I spent some time last Saturday evening taking images of some galaxies. I wanted to get a good wide field image of M33 in Triangulum which was nearly overhead. M33 (along with the Andromeda Galaxy) is part of our local group. It is fairly large (being relatively close by at 3 million light years) and very faint with a small star like core and some bright star forming regions.
The Starlight Express H9C camera on the 80mm APO refractor at 480mm focal length gave a field of view of almost 1 degree. M33 fit nicely in the frame. I used a Meade DSI camera on the 12″ Meade LX200 at 3000mm focal length as the guide scope. I took about an hour’s worth of 5-minute sub-exposures. Guiding at 3000mm focal length held the imaging camera rock steady for the duration of the exposures. This is the result after stacking and some image processing.
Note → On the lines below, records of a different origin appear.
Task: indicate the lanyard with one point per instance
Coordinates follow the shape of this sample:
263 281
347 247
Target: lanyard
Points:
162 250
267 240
I will post a full-size version to the gallery on our web page (http://www.pewaukeeastro.com/messier_gallery.html).

So far, so good. . .
Next, I thought I’d try NGC 7331 in Pegasus. Our web page has an image taken last last fall but it was not guided and very grainy. I wanted to get a nice guided image to replace the old one. This galaxy is MUCH further away (about 45 or so million light years) and is very small in the wide-field view. Therefore, I decided to switch the cameras and change who’s guiding who. I put the imaging camera onto the 12″ telescope with a focal reducer giving a focal length of about 1900mm. The field of view was about 16 arc-minutes. After re-focusing both cameras and re-calibrating the guide software (Maxim DL) I was back in business taking 5-minute sub exposures.
This time, the stars we somewhat elongated in the 5-minute exposures even though the on the guidescope looked like it was tracking well. However, the focal length of the guidescope was so short compared the the focal length of the imager (480mm vs 1900mm) that very small errors in guiding had a large effect on the imaging scope. Even so, the sub-exposures weren’t too bad and I was happy with the results.
then it happened. . .
Instead of seeing something like this:

I got this:

I can’t say whether I was daydreaming or distracted by checking the latest scores or what (I definitely was NOT snoozing!) but the guider lost track of the star it was using for a reference and chose a different one. It then moved the new star to the position of the original star. I was able to re-center the galaxy and carry-on. Sometimes funny things happen when guiding!
Here is the processed image — the full-sized version will appear on our web page: (http://www.pewaukeeastro.com/ngc_gallery.html).

By then I was ready to call it a night.